Hatem al-Husseini, 54, a Palestinian academic and leader in PLO Chairman Yasser Arafat's Fatah organization, died of cancer yesterday in his native Jerusalem. He was a member of one of Jerusalem's most prominent Palestinian families and was president of Al-Quds University in Jerusalem and a member of the Palestine National Council, the Palestinian parliament in exile.
Rabbi Joshua Goldberg, 98, once the highest ranking Jewish chaplain in the U.S. Navy and a rabbi emeritus of the Astoria Center of Israel in Queens, died Saturday at his home in West Palm Beach, Fla. Rabbi Goldberg, who was born in Belarus, the son of a lumber merchant, came to the United States during World War I after deserting the Russian army. He became a chaplain in the Navy in 1942 and rose to the rank of captain in the 3rd Naval District in 1951, commanding all religious officers stationed in New York, Connecticut and part of New Jersey. He was the first rabbi to be commissioned a Navy chaplain and the first to be named chaplain of a Navy district.
Morris L. Simon, 83, co-founder and publisher of the Tullahoma (Tenn.) News, died Monday.
Dale Franklin, 54, who worked behind the scenes for the Grateful Dead and New Riders of the Purple Sage, died Saturday of cancer in Nashville, Tenn.

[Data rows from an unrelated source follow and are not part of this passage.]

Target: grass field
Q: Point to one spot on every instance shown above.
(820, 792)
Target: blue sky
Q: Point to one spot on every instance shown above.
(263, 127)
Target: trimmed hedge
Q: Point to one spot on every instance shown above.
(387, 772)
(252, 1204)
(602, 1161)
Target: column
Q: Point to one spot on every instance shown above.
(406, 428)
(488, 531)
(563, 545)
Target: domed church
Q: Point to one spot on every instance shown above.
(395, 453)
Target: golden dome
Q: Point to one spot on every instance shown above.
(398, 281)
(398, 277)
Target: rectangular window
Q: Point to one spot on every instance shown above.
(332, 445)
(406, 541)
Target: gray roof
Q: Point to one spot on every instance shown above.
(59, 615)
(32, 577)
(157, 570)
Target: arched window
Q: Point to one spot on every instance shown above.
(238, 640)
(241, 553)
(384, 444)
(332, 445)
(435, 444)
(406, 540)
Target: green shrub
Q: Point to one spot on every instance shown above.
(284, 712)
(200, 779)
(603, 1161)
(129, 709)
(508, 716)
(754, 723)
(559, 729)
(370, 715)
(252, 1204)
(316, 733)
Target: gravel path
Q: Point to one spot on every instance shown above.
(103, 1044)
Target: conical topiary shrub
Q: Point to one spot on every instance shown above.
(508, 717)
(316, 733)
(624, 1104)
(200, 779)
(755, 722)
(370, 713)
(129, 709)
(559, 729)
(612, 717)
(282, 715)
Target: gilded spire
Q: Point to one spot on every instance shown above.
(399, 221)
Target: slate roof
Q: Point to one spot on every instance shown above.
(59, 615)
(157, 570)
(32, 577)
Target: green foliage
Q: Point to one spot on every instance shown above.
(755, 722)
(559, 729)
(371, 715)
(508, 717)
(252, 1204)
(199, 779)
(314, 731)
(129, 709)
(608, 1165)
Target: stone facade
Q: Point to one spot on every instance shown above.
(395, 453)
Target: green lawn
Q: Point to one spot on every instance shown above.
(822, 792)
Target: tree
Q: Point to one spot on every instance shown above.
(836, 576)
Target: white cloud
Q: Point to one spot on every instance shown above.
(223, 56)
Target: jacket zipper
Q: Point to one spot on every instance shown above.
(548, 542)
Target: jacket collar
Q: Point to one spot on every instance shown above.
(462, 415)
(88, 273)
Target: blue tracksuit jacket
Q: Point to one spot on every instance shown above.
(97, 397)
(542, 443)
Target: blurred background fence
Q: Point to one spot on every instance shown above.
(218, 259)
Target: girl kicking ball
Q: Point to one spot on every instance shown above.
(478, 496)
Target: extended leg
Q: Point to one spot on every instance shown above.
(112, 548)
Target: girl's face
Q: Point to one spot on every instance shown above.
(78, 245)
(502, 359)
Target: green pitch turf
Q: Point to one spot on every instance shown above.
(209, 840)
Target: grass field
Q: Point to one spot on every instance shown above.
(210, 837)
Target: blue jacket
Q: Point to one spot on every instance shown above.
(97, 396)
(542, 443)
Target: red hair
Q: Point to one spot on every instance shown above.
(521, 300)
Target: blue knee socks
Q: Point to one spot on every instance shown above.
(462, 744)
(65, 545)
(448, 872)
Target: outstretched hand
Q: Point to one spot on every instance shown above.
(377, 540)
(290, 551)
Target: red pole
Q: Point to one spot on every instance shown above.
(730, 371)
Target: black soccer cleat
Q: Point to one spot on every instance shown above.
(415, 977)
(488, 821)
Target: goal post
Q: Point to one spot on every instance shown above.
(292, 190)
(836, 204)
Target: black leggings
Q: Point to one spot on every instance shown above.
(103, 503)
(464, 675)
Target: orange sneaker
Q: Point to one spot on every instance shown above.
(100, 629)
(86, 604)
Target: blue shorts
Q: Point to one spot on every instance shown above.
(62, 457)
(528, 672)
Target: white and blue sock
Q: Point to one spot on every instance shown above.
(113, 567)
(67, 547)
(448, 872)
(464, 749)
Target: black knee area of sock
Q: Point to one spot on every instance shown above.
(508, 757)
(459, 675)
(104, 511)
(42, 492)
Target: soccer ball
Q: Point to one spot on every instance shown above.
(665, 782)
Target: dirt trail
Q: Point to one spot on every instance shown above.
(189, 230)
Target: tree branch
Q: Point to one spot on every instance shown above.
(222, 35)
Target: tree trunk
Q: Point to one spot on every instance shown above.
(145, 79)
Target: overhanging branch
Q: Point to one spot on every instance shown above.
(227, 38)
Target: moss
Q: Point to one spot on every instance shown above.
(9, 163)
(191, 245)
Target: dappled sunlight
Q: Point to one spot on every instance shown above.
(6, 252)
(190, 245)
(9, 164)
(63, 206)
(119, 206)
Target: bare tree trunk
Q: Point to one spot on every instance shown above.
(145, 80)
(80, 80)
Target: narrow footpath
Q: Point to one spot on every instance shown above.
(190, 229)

Pierre Dreyfus, 87, a former civil servant in France who built the state-owned Renault into one of Europe's leading automakers and became known as "Mr. Renault," died Sunday in Paris. He retired as Renault's president in 1975, was minister of industry under President Francois Mitterrand in 1981 and later an adviser to the president.
Charles Shirley, 74, an arranger for big bands and a respected counselor on alcoholism, died of a heart attack Friday at his home in Osprey, Fla. He wrote many arrangements and original scores for the big bands of Ray Anthony, Les Elgart, Stan Kenton and others, and for television series, including "The Arthur Godfrey Show" and "The Ted Mack Family Hour." He also arranged and conducted several all-star jazz sessions for RCA Victor Records. He was one of the first people in popular music to become deeply involved with the treatment of alcoholics and was the director of industrial programs for the Alcoholism Council of Greater New York.